« Même sans nouvelles aventures, Tintin ne va pas disparaître »
Tintin doit-il reprendre du service ? Pour Alain Berenboom, l’avocat de Moulinsart, donner une suite aux grandes oeuvres littéraires n’a pas de sens.
L’avenir du petit reporter passe-t-il, tôt ou tard, par la reprise de ses aventures ?

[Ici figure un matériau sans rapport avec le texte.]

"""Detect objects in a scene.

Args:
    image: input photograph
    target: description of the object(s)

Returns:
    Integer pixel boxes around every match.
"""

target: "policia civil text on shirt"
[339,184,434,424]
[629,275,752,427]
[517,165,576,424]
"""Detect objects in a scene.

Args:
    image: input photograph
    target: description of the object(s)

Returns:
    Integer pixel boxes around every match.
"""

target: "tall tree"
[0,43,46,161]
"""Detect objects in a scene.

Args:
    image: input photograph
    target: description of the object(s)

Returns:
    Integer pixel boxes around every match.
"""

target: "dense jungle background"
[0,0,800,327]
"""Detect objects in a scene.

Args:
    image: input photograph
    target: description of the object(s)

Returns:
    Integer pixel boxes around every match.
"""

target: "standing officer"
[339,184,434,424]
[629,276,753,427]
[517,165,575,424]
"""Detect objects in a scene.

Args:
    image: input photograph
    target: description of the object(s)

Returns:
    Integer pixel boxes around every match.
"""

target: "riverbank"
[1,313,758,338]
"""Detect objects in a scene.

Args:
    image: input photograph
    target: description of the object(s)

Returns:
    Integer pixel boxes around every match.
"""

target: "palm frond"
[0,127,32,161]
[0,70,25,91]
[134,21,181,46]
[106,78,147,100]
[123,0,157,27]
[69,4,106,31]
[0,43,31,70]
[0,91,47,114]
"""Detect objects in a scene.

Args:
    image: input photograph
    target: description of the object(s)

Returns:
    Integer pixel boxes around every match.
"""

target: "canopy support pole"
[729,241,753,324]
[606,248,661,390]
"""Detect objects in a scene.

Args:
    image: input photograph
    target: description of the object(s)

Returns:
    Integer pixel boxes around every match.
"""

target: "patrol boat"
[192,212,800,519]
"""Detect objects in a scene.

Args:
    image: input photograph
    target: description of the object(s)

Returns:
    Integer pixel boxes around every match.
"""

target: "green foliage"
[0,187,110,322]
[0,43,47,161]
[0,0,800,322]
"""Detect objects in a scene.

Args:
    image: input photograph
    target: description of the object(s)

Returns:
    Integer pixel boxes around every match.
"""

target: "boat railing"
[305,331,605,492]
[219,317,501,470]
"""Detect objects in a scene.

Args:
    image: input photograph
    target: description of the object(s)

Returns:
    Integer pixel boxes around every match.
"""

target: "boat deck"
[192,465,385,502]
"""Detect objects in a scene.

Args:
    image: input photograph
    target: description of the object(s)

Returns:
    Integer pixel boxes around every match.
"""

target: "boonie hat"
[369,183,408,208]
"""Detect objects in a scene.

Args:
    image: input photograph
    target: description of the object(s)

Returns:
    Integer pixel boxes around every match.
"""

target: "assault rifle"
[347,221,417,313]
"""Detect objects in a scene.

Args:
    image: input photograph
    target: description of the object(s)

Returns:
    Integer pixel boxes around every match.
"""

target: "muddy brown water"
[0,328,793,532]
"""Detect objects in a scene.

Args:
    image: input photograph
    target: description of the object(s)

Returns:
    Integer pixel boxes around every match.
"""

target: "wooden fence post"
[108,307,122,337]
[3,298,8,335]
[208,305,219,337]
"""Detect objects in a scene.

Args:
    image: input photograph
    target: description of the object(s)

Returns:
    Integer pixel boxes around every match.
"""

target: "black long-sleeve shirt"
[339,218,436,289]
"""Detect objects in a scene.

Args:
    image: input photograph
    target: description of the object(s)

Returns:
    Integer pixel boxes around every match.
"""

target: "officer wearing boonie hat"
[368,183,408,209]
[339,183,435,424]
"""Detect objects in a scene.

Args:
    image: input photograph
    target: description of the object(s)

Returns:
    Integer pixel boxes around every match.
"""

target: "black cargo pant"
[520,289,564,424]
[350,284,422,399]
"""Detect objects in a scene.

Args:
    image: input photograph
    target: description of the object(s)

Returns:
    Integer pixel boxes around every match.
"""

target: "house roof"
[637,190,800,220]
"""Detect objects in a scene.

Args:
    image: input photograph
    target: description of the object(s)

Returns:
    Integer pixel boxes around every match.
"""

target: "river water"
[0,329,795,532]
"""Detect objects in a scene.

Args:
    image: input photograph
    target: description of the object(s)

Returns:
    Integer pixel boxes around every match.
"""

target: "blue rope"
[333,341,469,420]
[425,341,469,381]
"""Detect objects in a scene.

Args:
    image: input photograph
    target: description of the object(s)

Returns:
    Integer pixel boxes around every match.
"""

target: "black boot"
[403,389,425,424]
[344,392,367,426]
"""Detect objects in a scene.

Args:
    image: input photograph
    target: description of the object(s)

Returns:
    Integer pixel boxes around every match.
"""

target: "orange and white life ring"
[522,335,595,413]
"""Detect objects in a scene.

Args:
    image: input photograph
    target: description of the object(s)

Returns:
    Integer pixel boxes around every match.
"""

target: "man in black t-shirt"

Fanny Rodwell, héritière de l’oeuvre d’Hergé, a toujours dit qu’elle ne voulait pas aller contre la volonté exprimée par le dessinateur au milieu des années 1970. C’est respectable, car sur le plan financier elle aurait tout intérêt à autoriser la poursuite de la série. Les nouvelles aventures de Blake et Mortimer, vendues à des millions d’exemplaires depuis 1996, donnent une idée des tirages que pourraient atteindre de nouveaux albums de Tintin. Cela dit, même si ses aventures ne reprennent pas, le reporter ne va pas disparaître : comme celle des grands auteurs de la littérature française, l’oeuvre d’Hergé est éternelle. Mais il est vrai qu’elle s’adresse de moins en moins aux plus jeunes, alors que ma mère m’a fait découvrir les aventures de Tintin quand j’avais 5 ans.
Sur le principe, une relance de la série est-elle souhaitable ?
Personne n’imagine donner des suites aux grandes oeuvres littéraires. Qu’il s’agisse des romans de Flaubert ou d’ Autant en emporte le vent, de Margaret Mitchell, seul l’original compte. Les reprises, quand il y en a, sont des bouquins dépourvus d’intérêt et vite tombés dans l’oubli. Se glisser dans les bottes d’Alexandre Dumas serait ainsi du plus haut ridicule. Dans le domaine de la bande dessinée, les suites ne sont pas toujours des réussites et relèvent souvent d’une démarche commerciale. Beaucoup jugent médiocres les Bob et Bobette publiés après la mort de Willy Vandersteen. Dans le cas des Blake et Mortimer, le génie d’Edgar P. Jacobs tient au fait que son style et le cadre de ses histoires ont évolué, pour rester contemporains : rien de commun entre l’ambiance de guerre mondiale du Secret de l’Espadon, commencé en 1946, et le thème de la cybernétique développé dans Les Trois formules du professeur Sato, l’ultime épisode paru au début des années 1970. Les albums des nombreux repreneurs de la série ne respectent pas cette logique : tous se déroulent dans les années 1950 (NDLR : sauf deux des plus récents, situés dans les années 1940) et apparaissent comme des sous- Marque jaune.
Si Tintin sort un jour de sa retraite, quelle option choisiront les repreneurs ?
Comme Jacobs, Hergé collait magnifiquement à son époque : Le Lotus bleu, prépublié en 1934-1935, ou encore Les Picaros, paru en 1976, ont pour contexte les événements politiques de leur temps. Tintin au Tibet correspond à l’époque de la redécouverte du bouddhisme en Occident. Si Tintin reprenait un jour du service, ce qui ne sera sûrement pas le cas de mon vivant, la tentation serait forte, une fois de plus, d’imaginer des aventures vintage. Johan De Moor a procédé ainsi quand il a repris dans les années 1980 les histoires de Quick et Flupke d’Hergé, mais il est vrai que moderniser les aventures d’avant-guerre des gamins de Bruxelles aurait été absurde.
Tintin est-il un cas à part dans le petit monde de la BD classique franco-belge ?
Pas tout à fait : Gil Jourdan est également un héros sans postérité. Après la mort de Maurice Tillieux, en 1978, sa femme et ses filles, devenues propriétaires du personnage, ont refusé le projet des éditions Dupuis de faire reprendre la série. En octobre dernier, Dupuis a publié Les Bijoux de la Bégum, tome 1 de la série Atom Agency. Yann et Schwartz, les auteurs, l’ont conçu comme un Gil Jourdan : histoire policière du même genre, profil des trois héros similaire. Mais ils ont dû rebaptiser les membres de ce trio, faute d’avoir obtenu l’autorisation de reprendre les personnages de Tillieux.